I hadn't noticed too much of a camber throughout the race, but at this point, the inside of my left knee really started to hurt. There was a rogue aid station set up by other runners that had everything under the sun, and I was tempted to take some ibuprofen. I skipped it, but I really wished I had indulged when I got to the last couple of miles. I also saw Michael on the way back, and I was happy to see he was less than two miles behind me.
The last mile or two took us through downtown again on the way to Neyland Stadium. It was pretty cool to run down the streets we had walked the night before. In this big square, a musician was playing American Pie, which is one of my favorite songs.
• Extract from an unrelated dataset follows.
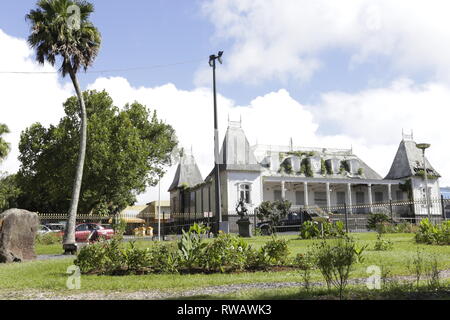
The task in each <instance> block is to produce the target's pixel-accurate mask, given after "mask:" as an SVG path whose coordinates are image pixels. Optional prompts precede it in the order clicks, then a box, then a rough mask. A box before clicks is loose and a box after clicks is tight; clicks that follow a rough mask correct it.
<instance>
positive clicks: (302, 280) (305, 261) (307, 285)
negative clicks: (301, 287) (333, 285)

It was a nice treat for the last bit of the race.
However, my knee was really painful at this point. It hurt just as much to run as to walk, but I still took a few breaks, just for my mental state. There was a huge downhill leading to the stadium, which was much easier to walk. I felt so stupid walking down a hill half a mile from the finish, but it just hurt too badly.
I forgot the pain when I finally came up to the finish. We got to finish on the 50 yard line of the stadium (though the turf wasn't painted, and we were off to the side). I'm not an SEC football fan at all, but it was so cool! MSU needs to take some notes.
The gates leading to the bleachers were open, so after collecting my medal, hat, space blanket, and water, I stretched out on a bench to wait for Michael. I was ready to get a finishing photo of him, but he sprinted so fast I almost missed him!
After a very nice volunteer took our photo, we headed inside to the marathon finishing area. It was in a special lounge, with couches and a huge spread of food (pizza, fresh lemon ice, quiche, etc). I ate my fill, and then wandered to the stretching area. I expected a five minute work-over, but the therapist probably spent about 20 minutes hitting all the major areas (plus offered to more, if I wanted). This was so nice compared to most post-marathon areas, especially for a smaller race.
Overall, this was an awesome race! The majority of the course was super scenic (and the rest of it was at least visually interesting). The whole weekend was well organized, and there was great support from both spectators and volunteers. The area was also really cool, and it would've been great to spend more time in the area.
Knoxville sure was hilly, but it sure was fantastic.